And I thought mutual fund investors were bad at timing. Nice new paper, and of course, a great summary from CXO:
"The aggregate annualized dollar-weighted return from hedge funds to investors is on average about 4% less than the comparable passive buy-and-hold hedge fund return (compared to 1.5% deficits between dollar-weighted returns for broad stock indexes and mutual funds relative to buy-and-hold)…In summary, actual hedge fund investor return/risk experience, due to the timing of entries and exits, is much worse than that indicated by the continuously measured returns and volatilities of the funds themselves."
"Higher Risk, Lower Returns: What Hedge Fund Investors Really Earn" Dichev and Yu.

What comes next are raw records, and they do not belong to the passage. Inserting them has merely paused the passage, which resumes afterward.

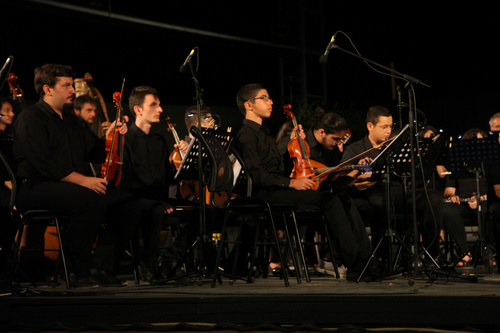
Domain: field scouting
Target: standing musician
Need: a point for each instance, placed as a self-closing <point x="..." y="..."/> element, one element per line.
<point x="265" y="164"/>
<point x="7" y="227"/>
<point x="52" y="150"/>
<point x="461" y="191"/>
<point x="371" y="201"/>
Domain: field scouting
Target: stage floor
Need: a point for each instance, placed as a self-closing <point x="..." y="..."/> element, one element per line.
<point x="325" y="303"/>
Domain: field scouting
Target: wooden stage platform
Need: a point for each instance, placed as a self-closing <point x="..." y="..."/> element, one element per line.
<point x="324" y="304"/>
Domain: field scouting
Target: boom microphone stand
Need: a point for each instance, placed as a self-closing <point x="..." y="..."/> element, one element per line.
<point x="410" y="80"/>
<point x="201" y="183"/>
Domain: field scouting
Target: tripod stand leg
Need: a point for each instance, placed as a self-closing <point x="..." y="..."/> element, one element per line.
<point x="372" y="256"/>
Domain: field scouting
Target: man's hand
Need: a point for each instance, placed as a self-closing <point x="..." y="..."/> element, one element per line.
<point x="97" y="185"/>
<point x="121" y="125"/>
<point x="302" y="183"/>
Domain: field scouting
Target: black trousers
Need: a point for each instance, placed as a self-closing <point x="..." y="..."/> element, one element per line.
<point x="86" y="213"/>
<point x="342" y="217"/>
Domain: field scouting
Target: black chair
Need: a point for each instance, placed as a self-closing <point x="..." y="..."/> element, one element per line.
<point x="312" y="218"/>
<point x="32" y="217"/>
<point x="244" y="205"/>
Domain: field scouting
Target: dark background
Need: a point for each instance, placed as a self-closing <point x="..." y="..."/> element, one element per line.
<point x="451" y="48"/>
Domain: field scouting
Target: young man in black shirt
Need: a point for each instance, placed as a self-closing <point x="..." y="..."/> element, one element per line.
<point x="265" y="164"/>
<point x="370" y="194"/>
<point x="52" y="151"/>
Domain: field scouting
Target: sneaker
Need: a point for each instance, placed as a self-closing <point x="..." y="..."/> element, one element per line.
<point x="106" y="279"/>
<point x="151" y="272"/>
<point x="83" y="281"/>
<point x="326" y="267"/>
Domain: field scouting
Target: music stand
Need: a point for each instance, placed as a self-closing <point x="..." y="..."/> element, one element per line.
<point x="470" y="155"/>
<point x="382" y="165"/>
<point x="216" y="172"/>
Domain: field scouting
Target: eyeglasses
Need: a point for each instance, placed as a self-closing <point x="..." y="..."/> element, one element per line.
<point x="385" y="127"/>
<point x="204" y="117"/>
<point x="264" y="98"/>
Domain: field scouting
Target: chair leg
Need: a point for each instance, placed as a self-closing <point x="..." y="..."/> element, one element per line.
<point x="15" y="253"/>
<point x="299" y="249"/>
<point x="135" y="265"/>
<point x="61" y="252"/>
<point x="222" y="241"/>
<point x="276" y="239"/>
<point x="331" y="246"/>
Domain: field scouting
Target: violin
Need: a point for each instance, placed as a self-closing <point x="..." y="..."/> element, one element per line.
<point x="16" y="91"/>
<point x="177" y="155"/>
<point x="94" y="92"/>
<point x="300" y="154"/>
<point x="112" y="167"/>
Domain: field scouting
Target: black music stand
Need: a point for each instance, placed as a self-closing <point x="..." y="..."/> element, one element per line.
<point x="381" y="167"/>
<point x="426" y="153"/>
<point x="469" y="155"/>
<point x="216" y="172"/>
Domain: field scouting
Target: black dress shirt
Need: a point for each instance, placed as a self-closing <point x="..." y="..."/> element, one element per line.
<point x="261" y="156"/>
<point x="48" y="147"/>
<point x="146" y="168"/>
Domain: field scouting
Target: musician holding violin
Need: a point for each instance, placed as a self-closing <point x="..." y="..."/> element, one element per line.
<point x="265" y="164"/>
<point x="369" y="194"/>
<point x="52" y="151"/>
<point x="148" y="174"/>
<point x="7" y="227"/>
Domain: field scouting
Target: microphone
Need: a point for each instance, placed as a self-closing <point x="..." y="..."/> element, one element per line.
<point x="324" y="58"/>
<point x="182" y="69"/>
<point x="5" y="65"/>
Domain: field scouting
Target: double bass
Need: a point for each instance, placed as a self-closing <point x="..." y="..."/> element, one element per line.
<point x="112" y="167"/>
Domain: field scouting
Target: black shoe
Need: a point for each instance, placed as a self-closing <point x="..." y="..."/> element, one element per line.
<point x="151" y="272"/>
<point x="82" y="281"/>
<point x="106" y="279"/>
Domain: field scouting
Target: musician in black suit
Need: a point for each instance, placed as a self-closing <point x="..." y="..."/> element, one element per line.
<point x="7" y="227"/>
<point x="371" y="201"/>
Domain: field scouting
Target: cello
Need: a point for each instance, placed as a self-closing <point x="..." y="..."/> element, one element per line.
<point x="177" y="155"/>
<point x="112" y="167"/>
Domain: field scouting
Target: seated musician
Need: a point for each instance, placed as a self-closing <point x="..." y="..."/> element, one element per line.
<point x="148" y="174"/>
<point x="493" y="181"/>
<point x="325" y="141"/>
<point x="371" y="201"/>
<point x="461" y="191"/>
<point x="52" y="150"/>
<point x="265" y="163"/>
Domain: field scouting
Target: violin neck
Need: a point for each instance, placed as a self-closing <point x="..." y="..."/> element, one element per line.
<point x="299" y="139"/>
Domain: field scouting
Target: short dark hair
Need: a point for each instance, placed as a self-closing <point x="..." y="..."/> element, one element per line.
<point x="377" y="111"/>
<point x="331" y="122"/>
<point x="4" y="100"/>
<point x="49" y="74"/>
<point x="245" y="93"/>
<point x="80" y="101"/>
<point x="138" y="94"/>
<point x="191" y="115"/>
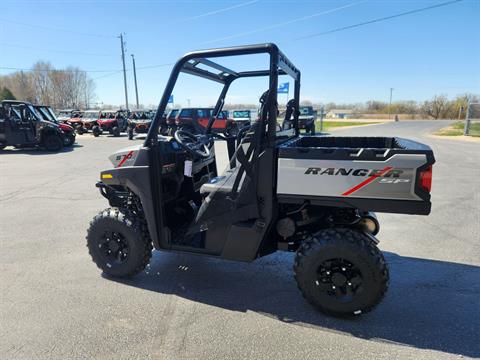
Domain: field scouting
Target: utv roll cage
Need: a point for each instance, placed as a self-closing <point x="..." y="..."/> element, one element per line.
<point x="189" y="64"/>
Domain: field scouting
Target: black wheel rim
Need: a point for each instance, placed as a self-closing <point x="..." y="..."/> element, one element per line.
<point x="114" y="247"/>
<point x="339" y="279"/>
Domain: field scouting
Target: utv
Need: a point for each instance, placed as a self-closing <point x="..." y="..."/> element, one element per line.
<point x="88" y="121"/>
<point x="139" y="122"/>
<point x="195" y="121"/>
<point x="47" y="114"/>
<point x="310" y="195"/>
<point x="21" y="126"/>
<point x="307" y="118"/>
<point x="242" y="117"/>
<point x="67" y="114"/>
<point x="113" y="121"/>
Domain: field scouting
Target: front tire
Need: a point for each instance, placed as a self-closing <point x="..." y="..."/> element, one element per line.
<point x="119" y="243"/>
<point x="341" y="272"/>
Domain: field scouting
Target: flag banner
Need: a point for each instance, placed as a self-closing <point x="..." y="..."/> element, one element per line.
<point x="283" y="88"/>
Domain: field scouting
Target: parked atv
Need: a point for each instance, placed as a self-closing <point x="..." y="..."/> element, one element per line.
<point x="195" y="121"/>
<point x="21" y="126"/>
<point x="242" y="117"/>
<point x="89" y="122"/>
<point x="112" y="121"/>
<point x="47" y="114"/>
<point x="307" y="118"/>
<point x="309" y="195"/>
<point x="139" y="122"/>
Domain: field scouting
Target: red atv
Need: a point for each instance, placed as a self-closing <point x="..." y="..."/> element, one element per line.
<point x="113" y="121"/>
<point x="70" y="117"/>
<point x="195" y="121"/>
<point x="47" y="114"/>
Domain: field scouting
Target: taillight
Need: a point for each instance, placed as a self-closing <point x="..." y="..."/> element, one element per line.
<point x="426" y="179"/>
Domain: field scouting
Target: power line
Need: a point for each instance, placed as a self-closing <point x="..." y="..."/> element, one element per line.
<point x="214" y="12"/>
<point x="47" y="28"/>
<point x="274" y="26"/>
<point x="378" y="20"/>
<point x="53" y="50"/>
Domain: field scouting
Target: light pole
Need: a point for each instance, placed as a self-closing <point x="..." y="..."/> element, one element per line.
<point x="124" y="71"/>
<point x="135" y="79"/>
<point x="390" y="104"/>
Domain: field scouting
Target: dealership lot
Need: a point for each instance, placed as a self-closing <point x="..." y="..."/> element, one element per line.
<point x="55" y="303"/>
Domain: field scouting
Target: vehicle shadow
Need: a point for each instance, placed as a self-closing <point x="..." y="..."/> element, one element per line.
<point x="37" y="151"/>
<point x="430" y="305"/>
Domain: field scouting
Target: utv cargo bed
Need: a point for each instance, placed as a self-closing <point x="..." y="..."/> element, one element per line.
<point x="383" y="174"/>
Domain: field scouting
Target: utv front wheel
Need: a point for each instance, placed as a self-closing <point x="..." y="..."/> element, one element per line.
<point x="118" y="243"/>
<point x="341" y="272"/>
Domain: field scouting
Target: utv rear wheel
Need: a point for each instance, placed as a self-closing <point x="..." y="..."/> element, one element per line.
<point x="341" y="272"/>
<point x="96" y="131"/>
<point x="53" y="143"/>
<point x="119" y="243"/>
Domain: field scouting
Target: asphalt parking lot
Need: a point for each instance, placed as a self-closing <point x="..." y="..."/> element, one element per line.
<point x="56" y="304"/>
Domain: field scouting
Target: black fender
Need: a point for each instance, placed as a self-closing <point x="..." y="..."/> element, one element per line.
<point x="137" y="180"/>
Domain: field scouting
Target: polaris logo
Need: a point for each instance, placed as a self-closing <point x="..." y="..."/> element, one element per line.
<point x="354" y="172"/>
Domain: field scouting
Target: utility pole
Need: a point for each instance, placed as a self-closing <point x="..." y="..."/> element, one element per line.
<point x="124" y="71"/>
<point x="135" y="79"/>
<point x="390" y="104"/>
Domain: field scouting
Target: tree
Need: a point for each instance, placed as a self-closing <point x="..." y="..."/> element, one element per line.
<point x="436" y="108"/>
<point x="6" y="94"/>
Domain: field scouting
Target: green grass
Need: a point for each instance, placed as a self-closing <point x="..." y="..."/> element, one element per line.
<point x="456" y="129"/>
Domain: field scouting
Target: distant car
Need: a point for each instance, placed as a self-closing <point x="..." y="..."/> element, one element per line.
<point x="139" y="122"/>
<point x="88" y="121"/>
<point x="113" y="121"/>
<point x="307" y="118"/>
<point x="47" y="114"/>
<point x="242" y="117"/>
<point x="195" y="121"/>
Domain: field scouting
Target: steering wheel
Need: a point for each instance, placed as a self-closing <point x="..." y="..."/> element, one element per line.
<point x="196" y="145"/>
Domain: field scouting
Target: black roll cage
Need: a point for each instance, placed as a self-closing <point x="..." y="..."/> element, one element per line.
<point x="279" y="65"/>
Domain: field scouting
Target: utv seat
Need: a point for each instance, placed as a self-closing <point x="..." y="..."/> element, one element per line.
<point x="223" y="183"/>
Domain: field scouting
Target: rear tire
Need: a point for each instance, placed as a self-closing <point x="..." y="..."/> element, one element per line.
<point x="53" y="143"/>
<point x="341" y="272"/>
<point x="96" y="131"/>
<point x="69" y="140"/>
<point x="119" y="243"/>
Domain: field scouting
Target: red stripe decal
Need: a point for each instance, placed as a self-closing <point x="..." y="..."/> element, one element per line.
<point x="125" y="158"/>
<point x="367" y="181"/>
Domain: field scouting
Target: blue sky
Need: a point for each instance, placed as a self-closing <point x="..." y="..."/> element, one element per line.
<point x="419" y="55"/>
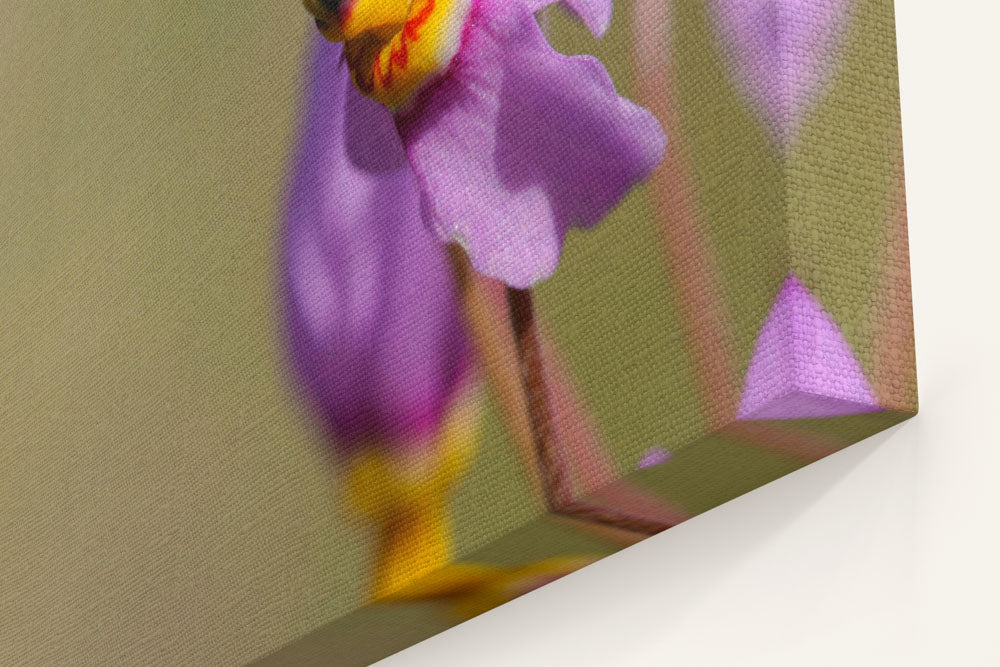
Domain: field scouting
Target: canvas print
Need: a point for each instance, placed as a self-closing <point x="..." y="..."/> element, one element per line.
<point x="492" y="290"/>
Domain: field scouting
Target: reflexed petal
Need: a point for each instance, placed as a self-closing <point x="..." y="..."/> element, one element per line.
<point x="517" y="143"/>
<point x="373" y="326"/>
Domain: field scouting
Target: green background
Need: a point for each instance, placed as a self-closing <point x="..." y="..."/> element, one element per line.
<point x="163" y="498"/>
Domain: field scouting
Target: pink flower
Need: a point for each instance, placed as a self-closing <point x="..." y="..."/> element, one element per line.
<point x="511" y="142"/>
<point x="374" y="328"/>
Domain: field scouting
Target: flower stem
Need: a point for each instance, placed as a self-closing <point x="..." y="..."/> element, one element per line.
<point x="520" y="307"/>
<point x="556" y="484"/>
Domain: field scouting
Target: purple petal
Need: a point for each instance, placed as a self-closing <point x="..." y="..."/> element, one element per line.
<point x="595" y="14"/>
<point x="517" y="143"/>
<point x="783" y="52"/>
<point x="802" y="366"/>
<point x="374" y="331"/>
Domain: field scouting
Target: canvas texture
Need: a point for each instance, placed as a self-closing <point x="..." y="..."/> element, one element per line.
<point x="328" y="327"/>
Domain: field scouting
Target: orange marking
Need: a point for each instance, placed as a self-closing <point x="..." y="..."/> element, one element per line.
<point x="399" y="55"/>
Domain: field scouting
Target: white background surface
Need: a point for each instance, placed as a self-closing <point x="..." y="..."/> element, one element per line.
<point x="887" y="553"/>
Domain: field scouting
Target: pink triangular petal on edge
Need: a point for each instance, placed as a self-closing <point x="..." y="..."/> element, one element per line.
<point x="802" y="366"/>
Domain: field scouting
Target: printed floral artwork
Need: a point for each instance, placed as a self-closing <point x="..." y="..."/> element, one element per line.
<point x="660" y="291"/>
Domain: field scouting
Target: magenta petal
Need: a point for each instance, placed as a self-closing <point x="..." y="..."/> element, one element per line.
<point x="517" y="143"/>
<point x="802" y="366"/>
<point x="374" y="331"/>
<point x="595" y="14"/>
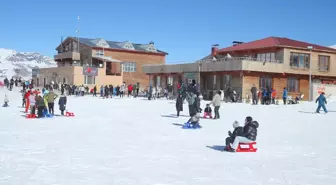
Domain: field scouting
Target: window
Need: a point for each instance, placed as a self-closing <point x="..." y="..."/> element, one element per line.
<point x="89" y="80"/>
<point x="129" y="67"/>
<point x="99" y="53"/>
<point x="299" y="60"/>
<point x="293" y="84"/>
<point x="265" y="82"/>
<point x="324" y="63"/>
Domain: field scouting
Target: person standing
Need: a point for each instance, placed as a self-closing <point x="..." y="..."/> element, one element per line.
<point x="254" y="95"/>
<point x="62" y="103"/>
<point x="216" y="101"/>
<point x="321" y="100"/>
<point x="51" y="99"/>
<point x="284" y="95"/>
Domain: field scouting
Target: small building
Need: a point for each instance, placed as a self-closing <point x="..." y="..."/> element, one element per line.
<point x="100" y="62"/>
<point x="272" y="62"/>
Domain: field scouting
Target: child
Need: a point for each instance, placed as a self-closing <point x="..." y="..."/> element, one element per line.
<point x="6" y="101"/>
<point x="179" y="104"/>
<point x="238" y="130"/>
<point x="207" y="111"/>
<point x="249" y="134"/>
<point x="321" y="103"/>
<point x="62" y="103"/>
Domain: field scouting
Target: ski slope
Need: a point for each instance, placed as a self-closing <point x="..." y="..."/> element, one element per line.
<point x="137" y="142"/>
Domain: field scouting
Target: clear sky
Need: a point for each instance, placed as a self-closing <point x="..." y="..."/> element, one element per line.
<point x="185" y="29"/>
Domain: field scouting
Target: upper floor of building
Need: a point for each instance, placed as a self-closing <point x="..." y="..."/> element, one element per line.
<point x="272" y="54"/>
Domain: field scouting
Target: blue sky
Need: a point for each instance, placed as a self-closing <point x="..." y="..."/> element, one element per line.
<point x="185" y="29"/>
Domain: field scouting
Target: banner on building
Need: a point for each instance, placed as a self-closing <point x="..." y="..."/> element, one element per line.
<point x="90" y="71"/>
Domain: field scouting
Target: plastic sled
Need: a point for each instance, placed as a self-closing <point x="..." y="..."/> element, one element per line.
<point x="191" y="126"/>
<point x="247" y="147"/>
<point x="30" y="116"/>
<point x="69" y="114"/>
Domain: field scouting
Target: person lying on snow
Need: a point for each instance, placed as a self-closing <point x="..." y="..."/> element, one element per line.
<point x="238" y="131"/>
<point x="249" y="134"/>
<point x="6" y="101"/>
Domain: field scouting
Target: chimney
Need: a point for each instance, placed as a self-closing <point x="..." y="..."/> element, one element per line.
<point x="236" y="43"/>
<point x="214" y="50"/>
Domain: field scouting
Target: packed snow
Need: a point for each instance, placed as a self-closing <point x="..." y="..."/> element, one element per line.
<point x="135" y="141"/>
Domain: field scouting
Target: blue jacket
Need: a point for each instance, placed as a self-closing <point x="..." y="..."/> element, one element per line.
<point x="321" y="100"/>
<point x="285" y="93"/>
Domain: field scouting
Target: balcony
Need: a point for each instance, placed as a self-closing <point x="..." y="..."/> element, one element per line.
<point x="67" y="56"/>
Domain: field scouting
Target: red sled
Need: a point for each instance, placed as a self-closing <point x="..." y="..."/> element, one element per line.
<point x="69" y="114"/>
<point x="248" y="147"/>
<point x="30" y="116"/>
<point x="206" y="115"/>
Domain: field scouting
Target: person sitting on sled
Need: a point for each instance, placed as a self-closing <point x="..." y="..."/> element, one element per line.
<point x="249" y="134"/>
<point x="207" y="111"/>
<point x="321" y="103"/>
<point x="6" y="101"/>
<point x="238" y="131"/>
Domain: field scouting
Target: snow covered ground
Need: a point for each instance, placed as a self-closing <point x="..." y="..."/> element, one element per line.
<point x="137" y="142"/>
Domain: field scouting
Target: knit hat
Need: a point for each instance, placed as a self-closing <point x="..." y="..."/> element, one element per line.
<point x="235" y="124"/>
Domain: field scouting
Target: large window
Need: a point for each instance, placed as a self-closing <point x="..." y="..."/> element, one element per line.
<point x="324" y="62"/>
<point x="268" y="57"/>
<point x="129" y="67"/>
<point x="293" y="84"/>
<point x="265" y="82"/>
<point x="299" y="60"/>
<point x="89" y="80"/>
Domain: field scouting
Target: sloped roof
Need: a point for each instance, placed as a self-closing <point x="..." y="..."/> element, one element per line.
<point x="116" y="45"/>
<point x="275" y="42"/>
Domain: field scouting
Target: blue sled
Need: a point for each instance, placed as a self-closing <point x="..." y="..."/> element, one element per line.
<point x="190" y="126"/>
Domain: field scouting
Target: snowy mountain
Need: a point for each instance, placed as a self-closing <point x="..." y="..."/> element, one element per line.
<point x="13" y="63"/>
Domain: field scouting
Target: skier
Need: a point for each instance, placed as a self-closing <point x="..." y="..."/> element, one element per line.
<point x="321" y="103"/>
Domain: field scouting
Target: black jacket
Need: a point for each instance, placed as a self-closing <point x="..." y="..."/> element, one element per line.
<point x="62" y="102"/>
<point x="179" y="104"/>
<point x="208" y="110"/>
<point x="250" y="130"/>
<point x="237" y="132"/>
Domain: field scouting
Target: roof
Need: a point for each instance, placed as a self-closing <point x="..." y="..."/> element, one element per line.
<point x="117" y="45"/>
<point x="275" y="42"/>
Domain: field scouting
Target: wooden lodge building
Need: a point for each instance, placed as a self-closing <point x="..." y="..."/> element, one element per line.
<point x="270" y="62"/>
<point x="84" y="61"/>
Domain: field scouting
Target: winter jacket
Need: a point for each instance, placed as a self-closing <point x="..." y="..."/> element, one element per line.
<point x="32" y="100"/>
<point x="6" y="99"/>
<point x="285" y="93"/>
<point x="179" y="104"/>
<point x="250" y="130"/>
<point x="40" y="101"/>
<point x="254" y="90"/>
<point x="237" y="132"/>
<point x="51" y="97"/>
<point x="208" y="110"/>
<point x="216" y="100"/>
<point x="321" y="100"/>
<point x="62" y="102"/>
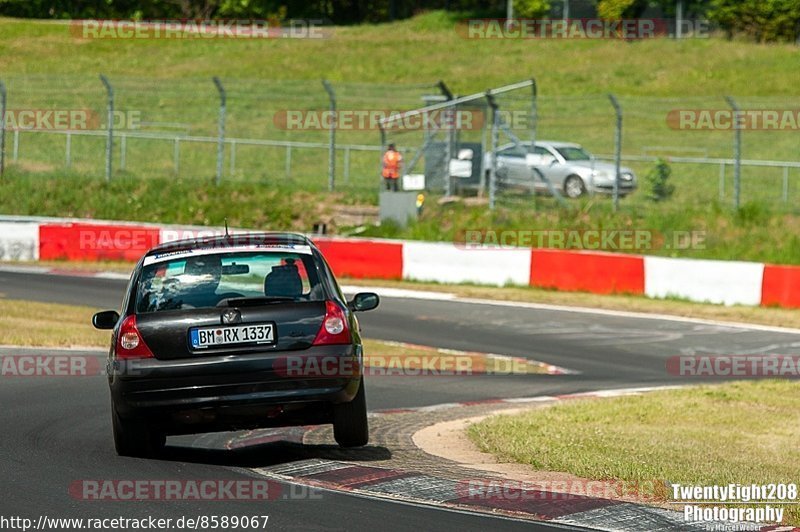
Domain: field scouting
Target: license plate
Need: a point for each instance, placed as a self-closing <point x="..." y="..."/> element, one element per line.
<point x="203" y="337"/>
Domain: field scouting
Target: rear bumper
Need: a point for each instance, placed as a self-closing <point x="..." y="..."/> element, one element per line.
<point x="238" y="388"/>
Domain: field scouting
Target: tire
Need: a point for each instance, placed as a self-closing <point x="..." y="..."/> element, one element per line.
<point x="350" y="426"/>
<point x="134" y="437"/>
<point x="574" y="187"/>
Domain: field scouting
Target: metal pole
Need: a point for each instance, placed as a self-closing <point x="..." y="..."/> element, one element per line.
<point x="332" y="135"/>
<point x="233" y="158"/>
<point x="221" y="127"/>
<point x="289" y="161"/>
<point x="617" y="148"/>
<point x="3" y="101"/>
<point x="110" y="125"/>
<point x="737" y="151"/>
<point x="495" y="139"/>
<point x="347" y="165"/>
<point x="383" y="150"/>
<point x="447" y="118"/>
<point x="534" y="116"/>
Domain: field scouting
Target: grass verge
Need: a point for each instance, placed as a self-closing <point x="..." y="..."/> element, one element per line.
<point x="25" y="323"/>
<point x="778" y="317"/>
<point x="740" y="432"/>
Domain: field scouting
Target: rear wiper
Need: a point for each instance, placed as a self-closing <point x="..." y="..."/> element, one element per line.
<point x="253" y="301"/>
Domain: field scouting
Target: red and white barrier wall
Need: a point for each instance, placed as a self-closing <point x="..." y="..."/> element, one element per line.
<point x="714" y="281"/>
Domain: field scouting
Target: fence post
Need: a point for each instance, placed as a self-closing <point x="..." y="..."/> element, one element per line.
<point x="785" y="184"/>
<point x="3" y="97"/>
<point x="534" y="114"/>
<point x="332" y="135"/>
<point x="617" y="148"/>
<point x="495" y="139"/>
<point x="347" y="165"/>
<point x="380" y="156"/>
<point x="176" y="156"/>
<point x="737" y="151"/>
<point x="447" y="119"/>
<point x="534" y="118"/>
<point x="110" y="125"/>
<point x="221" y="127"/>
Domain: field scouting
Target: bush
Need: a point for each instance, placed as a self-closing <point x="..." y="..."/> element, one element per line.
<point x="656" y="178"/>
<point x="762" y="20"/>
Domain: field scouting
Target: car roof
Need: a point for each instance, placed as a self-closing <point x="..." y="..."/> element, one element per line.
<point x="234" y="240"/>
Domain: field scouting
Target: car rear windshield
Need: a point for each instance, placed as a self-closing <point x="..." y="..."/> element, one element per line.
<point x="205" y="280"/>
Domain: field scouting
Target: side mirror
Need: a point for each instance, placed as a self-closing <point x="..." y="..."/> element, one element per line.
<point x="364" y="301"/>
<point x="105" y="320"/>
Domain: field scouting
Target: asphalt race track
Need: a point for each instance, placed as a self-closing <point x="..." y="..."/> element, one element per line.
<point x="57" y="430"/>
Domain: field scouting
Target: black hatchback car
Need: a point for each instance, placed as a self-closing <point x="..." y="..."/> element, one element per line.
<point x="234" y="332"/>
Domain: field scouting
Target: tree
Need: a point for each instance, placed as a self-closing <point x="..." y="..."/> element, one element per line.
<point x="531" y="8"/>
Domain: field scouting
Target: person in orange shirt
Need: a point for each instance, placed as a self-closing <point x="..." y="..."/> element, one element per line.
<point x="392" y="162"/>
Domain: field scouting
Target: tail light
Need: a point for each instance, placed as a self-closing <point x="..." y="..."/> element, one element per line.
<point x="130" y="343"/>
<point x="334" y="328"/>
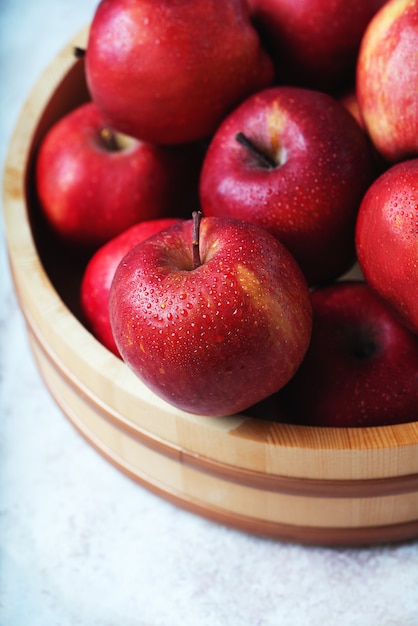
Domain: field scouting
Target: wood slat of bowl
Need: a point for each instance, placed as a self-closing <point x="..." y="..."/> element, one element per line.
<point x="361" y="483"/>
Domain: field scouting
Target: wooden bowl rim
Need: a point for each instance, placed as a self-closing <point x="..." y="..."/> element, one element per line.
<point x="22" y="247"/>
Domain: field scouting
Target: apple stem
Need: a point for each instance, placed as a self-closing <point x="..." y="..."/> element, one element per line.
<point x="197" y="216"/>
<point x="109" y="139"/>
<point x="264" y="158"/>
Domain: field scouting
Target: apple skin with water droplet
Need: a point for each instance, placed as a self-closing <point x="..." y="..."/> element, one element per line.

This study makes a critical distinction between the returns of hedge funds and the returns of investors in these funds. Investor returns depend not only on the returns of the funds they hold but also on the timing and magnitude of their capital flows into and out of these funds. The capital flow effect exists for any investment but is especially relevant for hedge funds because of the large magnitude and variation in the associated capital flows. We use dollar-weighted returns (a form of IRR) to assess the properties of actual investor returns on hedge funds and compare them to buy-and-hold fund returns. Our first finding is that annualized dollar-weighted returns are on average about 4 percent lower than corresponding buy-and-hold fund returns. This performance gap rises to as much as 9 percent for "star" funds with the highest buy-and-hold returns and for funds with high volatility of capital flows, a remarkable difference in assessing long-run investment performance. In addition, dollar-weighted returns are below comparable returns for broad-based stock indexes. Our second finding is that dollar-weighted returns are more variable than their buy-and-hold counterparts. The combined impression from these results is that the return experience of hedge fund investors is much worse than previously thought.